In support of these contentions counsel for the shipowner cites cases arising under the nonresident motorist statutes based on the use of State highways, to the effect that an action occurring in the loading or unloading of a motor vehicle is not within the scope of the Act because not arising out of the use of the highways. Brauer Ma*425chine & Supply Co. v. Parkhill Truck Co., 1943, 383 Ill. 569, 50 N.E.2d 836, 148 A.L.R. 1208, (cited with approval but on another point in the Maryland case of Hunt v. Tague, 1954, 205 Md. 369, 109 A.2d 80); DeLuca v. Consolidated Freight Lines, D.C.S.D.N.Y.1955, 132 F.Supp. 863; Acuff v. Service Welding & Machine Co., D.C.E.D.Tenn.1956, 141 F.Supp. 294. Counsel have not cited and I have not been able to find any Maryland decision arising under the nonresident motorist statute with respect to the loading or unloading of a nonresident owner motor vehicle. And counsel have not cited and I have not been able to find any decision, federal or state, arising under any of the several nonresident vessel owners’ statutes dealing with the application of the Act to the loading or unloading of a vessel.

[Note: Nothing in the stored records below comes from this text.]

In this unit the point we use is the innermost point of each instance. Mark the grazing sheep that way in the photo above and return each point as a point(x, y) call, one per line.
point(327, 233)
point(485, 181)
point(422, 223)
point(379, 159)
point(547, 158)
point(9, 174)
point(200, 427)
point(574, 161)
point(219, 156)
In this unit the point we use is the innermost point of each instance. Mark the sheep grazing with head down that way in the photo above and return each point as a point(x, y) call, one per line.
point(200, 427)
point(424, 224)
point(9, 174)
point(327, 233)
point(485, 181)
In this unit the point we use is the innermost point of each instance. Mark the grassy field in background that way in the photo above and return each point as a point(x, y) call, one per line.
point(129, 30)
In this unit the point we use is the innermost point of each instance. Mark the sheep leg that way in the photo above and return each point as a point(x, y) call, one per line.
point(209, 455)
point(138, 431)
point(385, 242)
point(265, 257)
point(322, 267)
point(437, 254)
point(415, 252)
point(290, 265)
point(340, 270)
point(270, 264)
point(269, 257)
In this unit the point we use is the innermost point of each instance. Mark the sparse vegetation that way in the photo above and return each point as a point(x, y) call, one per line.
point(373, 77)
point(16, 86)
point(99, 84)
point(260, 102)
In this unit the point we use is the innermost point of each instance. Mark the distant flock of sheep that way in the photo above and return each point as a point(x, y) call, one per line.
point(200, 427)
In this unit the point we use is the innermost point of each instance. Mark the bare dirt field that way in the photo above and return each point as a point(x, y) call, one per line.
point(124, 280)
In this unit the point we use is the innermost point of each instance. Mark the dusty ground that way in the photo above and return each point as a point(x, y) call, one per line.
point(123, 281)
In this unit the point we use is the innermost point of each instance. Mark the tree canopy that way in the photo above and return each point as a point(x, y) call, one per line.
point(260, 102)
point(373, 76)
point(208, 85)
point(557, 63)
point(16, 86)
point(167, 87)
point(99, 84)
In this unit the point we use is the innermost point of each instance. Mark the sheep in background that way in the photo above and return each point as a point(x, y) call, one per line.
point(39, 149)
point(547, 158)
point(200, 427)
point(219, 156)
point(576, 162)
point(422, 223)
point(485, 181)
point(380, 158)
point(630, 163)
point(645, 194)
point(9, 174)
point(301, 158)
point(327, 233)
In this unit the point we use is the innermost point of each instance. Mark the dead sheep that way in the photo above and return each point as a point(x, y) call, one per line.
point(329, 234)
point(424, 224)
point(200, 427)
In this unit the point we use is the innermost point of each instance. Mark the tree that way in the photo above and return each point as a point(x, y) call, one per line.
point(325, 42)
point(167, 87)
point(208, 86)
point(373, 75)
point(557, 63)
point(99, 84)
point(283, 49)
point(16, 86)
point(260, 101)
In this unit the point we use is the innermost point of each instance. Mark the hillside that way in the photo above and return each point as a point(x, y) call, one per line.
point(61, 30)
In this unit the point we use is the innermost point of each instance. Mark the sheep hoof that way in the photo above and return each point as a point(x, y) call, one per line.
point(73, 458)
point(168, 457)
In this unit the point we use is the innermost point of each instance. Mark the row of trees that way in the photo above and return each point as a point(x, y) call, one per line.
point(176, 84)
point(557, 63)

In addition to the Louisiana and Illinois statutes above mentioned, somewhat similar statutes have been enacted in Florida in 1959, in Ohio in 1959 and in Pennsylvania in 1959.

In support of the application of the Maryland Act to the instant case, counsel for the plaintiff argues that the very purpose of a cargo ship includes not only transportation of cargo by waterway but also the delivery of the cargo upon arrival at destination; and that the whole commercial operation is broad enough to include the unloading of the ship upon its arrival and when docked at the pier.

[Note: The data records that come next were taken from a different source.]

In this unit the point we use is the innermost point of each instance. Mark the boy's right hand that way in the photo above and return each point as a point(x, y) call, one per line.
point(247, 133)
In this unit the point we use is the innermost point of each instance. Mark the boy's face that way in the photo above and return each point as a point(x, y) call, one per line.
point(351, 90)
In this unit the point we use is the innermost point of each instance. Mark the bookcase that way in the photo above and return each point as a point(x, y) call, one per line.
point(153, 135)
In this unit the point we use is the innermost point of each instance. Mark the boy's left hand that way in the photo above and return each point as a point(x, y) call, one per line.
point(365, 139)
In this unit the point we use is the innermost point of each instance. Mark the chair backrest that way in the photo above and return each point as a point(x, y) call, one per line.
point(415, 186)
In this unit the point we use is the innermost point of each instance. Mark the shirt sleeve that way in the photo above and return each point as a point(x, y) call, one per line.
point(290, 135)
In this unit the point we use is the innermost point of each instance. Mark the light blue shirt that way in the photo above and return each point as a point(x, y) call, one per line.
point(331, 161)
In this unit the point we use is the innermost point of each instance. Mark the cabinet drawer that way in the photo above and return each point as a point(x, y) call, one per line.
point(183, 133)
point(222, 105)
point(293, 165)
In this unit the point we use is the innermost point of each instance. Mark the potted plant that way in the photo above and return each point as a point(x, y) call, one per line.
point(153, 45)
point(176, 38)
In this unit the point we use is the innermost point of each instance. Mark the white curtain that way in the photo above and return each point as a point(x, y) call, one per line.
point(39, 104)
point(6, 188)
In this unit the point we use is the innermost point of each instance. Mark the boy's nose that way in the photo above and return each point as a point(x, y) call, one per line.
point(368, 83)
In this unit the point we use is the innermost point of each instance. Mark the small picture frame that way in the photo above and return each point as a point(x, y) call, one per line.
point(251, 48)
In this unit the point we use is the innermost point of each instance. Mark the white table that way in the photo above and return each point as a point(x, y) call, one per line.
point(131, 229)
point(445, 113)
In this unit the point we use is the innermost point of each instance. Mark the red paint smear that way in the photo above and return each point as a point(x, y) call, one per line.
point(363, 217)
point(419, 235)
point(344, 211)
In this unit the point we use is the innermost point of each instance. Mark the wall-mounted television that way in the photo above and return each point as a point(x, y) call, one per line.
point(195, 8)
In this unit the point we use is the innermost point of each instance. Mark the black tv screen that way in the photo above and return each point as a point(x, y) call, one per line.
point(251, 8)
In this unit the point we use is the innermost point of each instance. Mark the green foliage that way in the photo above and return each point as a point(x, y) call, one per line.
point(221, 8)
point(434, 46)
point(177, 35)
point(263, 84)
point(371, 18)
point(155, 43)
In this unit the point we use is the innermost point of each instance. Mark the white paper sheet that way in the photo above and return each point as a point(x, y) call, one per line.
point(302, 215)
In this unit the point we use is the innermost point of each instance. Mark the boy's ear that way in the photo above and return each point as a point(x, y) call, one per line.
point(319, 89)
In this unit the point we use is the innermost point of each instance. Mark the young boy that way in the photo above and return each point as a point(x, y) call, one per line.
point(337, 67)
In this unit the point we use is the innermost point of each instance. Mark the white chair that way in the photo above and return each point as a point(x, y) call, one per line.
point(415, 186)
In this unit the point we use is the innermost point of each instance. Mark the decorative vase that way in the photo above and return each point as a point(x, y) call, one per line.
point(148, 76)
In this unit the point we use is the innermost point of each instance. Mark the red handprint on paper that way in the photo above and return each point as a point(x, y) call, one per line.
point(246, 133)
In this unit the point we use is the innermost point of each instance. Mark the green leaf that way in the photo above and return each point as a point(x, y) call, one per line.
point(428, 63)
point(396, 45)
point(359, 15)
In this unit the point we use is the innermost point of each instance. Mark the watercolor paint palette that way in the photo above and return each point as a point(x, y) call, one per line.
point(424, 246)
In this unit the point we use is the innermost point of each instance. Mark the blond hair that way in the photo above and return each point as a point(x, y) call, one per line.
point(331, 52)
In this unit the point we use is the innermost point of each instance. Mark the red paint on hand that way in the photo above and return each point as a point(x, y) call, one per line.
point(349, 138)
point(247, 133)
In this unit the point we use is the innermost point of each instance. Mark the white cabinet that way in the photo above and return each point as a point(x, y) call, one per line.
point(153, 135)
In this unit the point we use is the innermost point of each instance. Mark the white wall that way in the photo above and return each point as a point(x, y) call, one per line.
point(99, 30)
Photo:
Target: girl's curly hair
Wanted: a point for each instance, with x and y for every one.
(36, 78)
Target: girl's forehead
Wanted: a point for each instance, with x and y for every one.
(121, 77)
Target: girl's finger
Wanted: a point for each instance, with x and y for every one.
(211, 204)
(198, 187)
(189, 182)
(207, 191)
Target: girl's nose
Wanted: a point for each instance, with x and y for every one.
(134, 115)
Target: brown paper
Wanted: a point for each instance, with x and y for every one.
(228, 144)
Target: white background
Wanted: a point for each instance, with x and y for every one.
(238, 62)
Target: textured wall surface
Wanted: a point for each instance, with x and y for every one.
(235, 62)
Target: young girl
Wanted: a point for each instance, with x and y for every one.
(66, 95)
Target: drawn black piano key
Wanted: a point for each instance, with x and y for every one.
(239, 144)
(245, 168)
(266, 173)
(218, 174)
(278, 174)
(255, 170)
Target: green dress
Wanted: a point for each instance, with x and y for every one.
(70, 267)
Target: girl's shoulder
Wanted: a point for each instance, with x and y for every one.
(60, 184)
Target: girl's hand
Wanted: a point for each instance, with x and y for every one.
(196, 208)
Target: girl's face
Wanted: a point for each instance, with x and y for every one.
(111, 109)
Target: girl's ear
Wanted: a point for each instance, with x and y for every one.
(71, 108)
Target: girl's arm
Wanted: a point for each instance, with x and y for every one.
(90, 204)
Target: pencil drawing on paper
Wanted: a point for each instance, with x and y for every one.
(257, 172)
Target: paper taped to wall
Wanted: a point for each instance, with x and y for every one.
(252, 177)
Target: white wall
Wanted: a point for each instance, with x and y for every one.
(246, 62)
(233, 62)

I think it generally undesirable to undertake to decide a point of this particular character arising under a new type of legislation and without any preceding judicial consideration of the terms of the Act to the situation involved in this case. I think it preferable to await the full determination of just what were the facts regarding the plaintiff’s accident and just exactly what occurred at that time which presumably will be developed in the actual trial of the case. And for this reason I think the proper present ruling should be and it is that the special defense based on alleged insufficient service of process is overruled without prejudice. And it is now so ordered this 31st day of January, 1961.

Note 1: As previously mentioned, the Louisiana statute expressly includes “boats, ships, barges and watercraft” (LSA-Rev.Statutes, Supp.1960, title 13, ch. 14, § 3479). And in the Illinois statute “watercraft” is defined as including “any boat, vessel, craft or floating thing designed for navigation in the water.” Smith Hurd Ill. Stats.Ann. ch. 110, § 263a. To the same effect is the Ohio statute, Ohio Rev.Gode 1960 Supp. title 15, § 1547.01. The Florida statute, F.S. A. § 47.162 is seemingly identical with the Louisiana statute. The Pennsylvania statute specifies particularly “vessels”. Purdon’s Penna.Statutes Ann.1960 Supp. title 12, §§ 336 and 337. See also the discussion by District Judge Smith of South Carolina in The Saxon, D.C.E.D. S.C.1921, 269 F. 639, at page 641, as to the scope of the term “watercraft” in an Act regarding seizure and confiscation of illegal liquor contained in watercraft.